LE QUOTIDIEN : Pourquoi êtes-vous inquiète au sujet de la poursuite du dispositif de revalorisation de la permanence des soins à l'hôpital ?

Dr ANNE GEFFROY-WERNET : Le dispositif devait être transitoire et s'arrêter à la fin de l'été 2023. Il avait été mis en place dès juillet 2022 par François Braun. Au départ, il s'agissait de doubler l'indemnité de sujétion des gardes. Cette idée provenait d'un rapport que nous avions réalisé avec Action Praticiens Hôpital (APH). Avec les arbitrages de la mission flash, les montants ont été ramenés à 1,5, soit une augmentation de 50 %. L'objectif était, à terme, d'inscrire cette hausse dans un grand chantier de la permanence des soins.

Ce dernier a été très attendu, depuis, par les acteurs, jusqu'à l'arrivée d'un calendrier de négociations fin mars 2023. Mais en juin dernier, ces dernières ont été interrompues, faute d'accord entre le ministère de la Santé, Bercy et la Première ministre. Ensuite, on a changé de ministre, et enfin le rapport de l'Igas sur la permanence des soins en établissement est sorti au début de l'été.

Quels ont été les premiers contacts avec le nouveau ministre de la Santé, cet été ?

Alors que la situation sur le terrain a été affreuse, nous ne disposons à ce jour d'aucun calendrier pour ouvrir le chantier de la permanence des soins qui comporte certes le volet rémunération, mais pas que. Il ne faudra pas nous faire le coup d'éluder tous les autres sujets qui vont autour !

C'est inquiétant : alors que les syndicats comme les intersyndicales de praticiens n'ont cessé de relancer le ministère, il ne nous a été donné aucun signe de vie.
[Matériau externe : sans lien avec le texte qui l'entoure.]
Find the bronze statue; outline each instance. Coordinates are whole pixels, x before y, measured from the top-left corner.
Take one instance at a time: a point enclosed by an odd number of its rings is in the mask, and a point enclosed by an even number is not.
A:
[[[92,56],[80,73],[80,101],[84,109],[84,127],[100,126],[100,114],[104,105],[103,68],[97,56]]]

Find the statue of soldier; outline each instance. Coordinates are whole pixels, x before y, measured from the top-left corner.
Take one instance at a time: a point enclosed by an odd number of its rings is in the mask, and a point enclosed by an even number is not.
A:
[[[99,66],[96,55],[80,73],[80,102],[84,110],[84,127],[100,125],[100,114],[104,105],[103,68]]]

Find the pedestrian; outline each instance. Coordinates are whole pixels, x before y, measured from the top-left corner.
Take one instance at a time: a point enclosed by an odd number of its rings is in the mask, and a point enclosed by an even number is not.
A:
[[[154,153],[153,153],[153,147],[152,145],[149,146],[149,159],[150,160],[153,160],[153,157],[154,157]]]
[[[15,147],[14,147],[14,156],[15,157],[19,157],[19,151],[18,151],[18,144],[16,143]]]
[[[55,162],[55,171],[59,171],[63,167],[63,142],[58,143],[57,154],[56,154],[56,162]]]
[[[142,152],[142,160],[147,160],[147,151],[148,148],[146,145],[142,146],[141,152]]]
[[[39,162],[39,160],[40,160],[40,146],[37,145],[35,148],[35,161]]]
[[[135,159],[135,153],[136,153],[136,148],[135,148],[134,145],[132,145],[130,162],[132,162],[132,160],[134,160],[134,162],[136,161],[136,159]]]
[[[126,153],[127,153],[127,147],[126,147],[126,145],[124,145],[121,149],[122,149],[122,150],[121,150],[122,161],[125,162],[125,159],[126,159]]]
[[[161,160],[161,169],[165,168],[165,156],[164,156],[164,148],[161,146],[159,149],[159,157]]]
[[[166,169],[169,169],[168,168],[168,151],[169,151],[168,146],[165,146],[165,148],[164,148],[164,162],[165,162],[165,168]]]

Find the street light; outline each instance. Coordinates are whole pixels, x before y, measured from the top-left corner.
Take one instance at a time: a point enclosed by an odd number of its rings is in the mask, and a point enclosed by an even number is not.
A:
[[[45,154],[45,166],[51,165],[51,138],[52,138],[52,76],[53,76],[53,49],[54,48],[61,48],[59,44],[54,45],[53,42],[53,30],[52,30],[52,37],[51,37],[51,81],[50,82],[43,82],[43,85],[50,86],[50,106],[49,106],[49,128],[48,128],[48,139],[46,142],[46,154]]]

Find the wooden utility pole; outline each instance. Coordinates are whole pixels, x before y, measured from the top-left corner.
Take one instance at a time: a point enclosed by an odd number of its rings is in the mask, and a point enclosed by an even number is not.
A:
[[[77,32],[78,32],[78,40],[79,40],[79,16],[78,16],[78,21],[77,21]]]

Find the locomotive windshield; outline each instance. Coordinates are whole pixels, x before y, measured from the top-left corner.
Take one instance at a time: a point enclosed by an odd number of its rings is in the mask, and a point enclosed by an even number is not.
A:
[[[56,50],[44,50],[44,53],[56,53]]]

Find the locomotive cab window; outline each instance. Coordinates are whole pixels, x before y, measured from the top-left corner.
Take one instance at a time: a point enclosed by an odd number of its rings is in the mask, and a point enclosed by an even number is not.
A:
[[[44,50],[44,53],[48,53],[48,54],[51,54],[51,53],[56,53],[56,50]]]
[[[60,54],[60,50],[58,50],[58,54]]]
Nous ne comprenons pas ce silence du nouveau ministre. Et pourtant, il faut traiter ce sujet très vite car les patients ont des pertes de chance, avec des prises en charge très tardives aux urgences et dans les services. Ce n'est satisfaisant pour personne, les jeunes praticiens s'en vont.

Vous allez attendre à nouveau la date fatidique du 31 août ?

Oui. Dans l'urgence, il faudra que l'arrêté sorte et qu'il contienne cette fois les astreintes médicales qui avaient été oubliées par le précédent ministre. Tout devra être mis sur la table également pour que les métiers à permanence des soins restent attractifs à l'hôpital.

Par exemple, nous souhaiterions que le samedi matin soit enfin valorisé. Pourquoi certains services ont-ils des obligations de permanence des soins sur des durées de 48 heures, voire davantage ? Pourquoi n'existe-t-il pas de décompte horaire précis du temps de travail des praticiens ? Est-il raisonnable de faire des gardes de 24 heures ou de 48 heures d'affilée ou des semaines de 70 heures ? Bref, si un cadre réglementaire n'est pas instauré au niveau national, les praticiens n'auront pas les moyens de se défendre au sein de leurs services.

Le rapport de l'Igas sur la permanence des soins n'a-t-il pas contribué à mettre la pression sur l'exécutif ?

Il aurait permis d'alimenter les négociations mais il est malheureusement sorti au début de l'été, au plus mauvais moment. Il devait sortir fin avril… Le problème aussi avec ce rapport est que les intersyndicales ont été consultées, mais pas les syndicats de spécialités. Or, il n'est pas possible d'ouvrir ce chantier sans consulter toutes les parties prenantes.

Pire, il y a eu de la part de l'exécutif une espèce de pensée magique pour essayer de rassurer la population en racontant pendant tout l'été que l'hôpital tenait alors que c'était faux.